Local residents have joined the City Council in an example of what local councillor Sam Davies describes as “the kind of collaboration between residents and the Council which I’d like to see replicated all over Queen Edith’s and the wider city.”
In the final week the plan is to tackle the giant bramble heap just on the corner with Nightingale Avenue. Local resident Imogen Knight told us before this last session: “There is a lilac tree and something else lovely in there that we need to liberate as they are both disappearing. One resident is donating a rowan tree from her garden which Ed Nugent from the City Council thinks would be brilliant placed on the corner. Then we could invite the National Grid people to come and repair their markers.
“The second session that took place on Saturday was brilliant and we achieved so much between us all – it was so great to see everyone, and I was really happy that you are all happy with the work we have done between us so far. It will be up to us to keep an eye on the ivy on the trees going forwards, and where we have self-seeded trees coming up in our gardens, these need to be planted into a space to help recover some of the screen, diversity and colour of this green lung!
“Below I am copying the list of the plant species that were put in, as if anyone is motivated to purchase anything and contribute it, anything on this list is pre-approved as being appropriate (leylandii and so on not being great).

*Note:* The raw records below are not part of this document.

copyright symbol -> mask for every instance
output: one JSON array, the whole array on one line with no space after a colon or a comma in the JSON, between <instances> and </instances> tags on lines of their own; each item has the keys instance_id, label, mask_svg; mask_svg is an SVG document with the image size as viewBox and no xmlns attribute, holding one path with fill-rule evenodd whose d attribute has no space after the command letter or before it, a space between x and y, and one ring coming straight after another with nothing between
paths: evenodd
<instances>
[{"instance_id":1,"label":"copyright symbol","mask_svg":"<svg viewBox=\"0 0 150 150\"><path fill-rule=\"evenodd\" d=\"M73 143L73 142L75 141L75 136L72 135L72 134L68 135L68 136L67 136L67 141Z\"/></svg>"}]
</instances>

- Acer Campestre (field maple)
- Carpinus betulus (hornbeam)
- Corylus avellana (common hazel)
- Crataegus monogyna (common hawthorn)
- Ligustrum vulgare (wild privet)
- Prunus spinosa (blackthorn/sloe)
- Prunus domestica subsp. insititia (Damson)
- Taxus Baccata (Yew)
- Ilex (Holly)
“Also, as we have started by using the cuttings or clearing that we did, creating with them a ‘fence’ along the road side is really good for deterring people walking through, it provides a habitat for small creatures and gives something for the ground ivy (that we should keep) to clamber up but which it won’t kill off! So if you do have larger cuttings or branches coming out of your gardens which won’t fit into the green bin, please do feel free to weave them into or continue on the ‘hedge line’ that we started.
“I think you’d all like to join me in thanking the lovely people from Red Cross Lane who brought tea and chocolates on Saturday – so kind, and so appreciated. Mostly I’d like to thank Ed for being so great at his job, and for helping us so much, giving us confidence and so on.”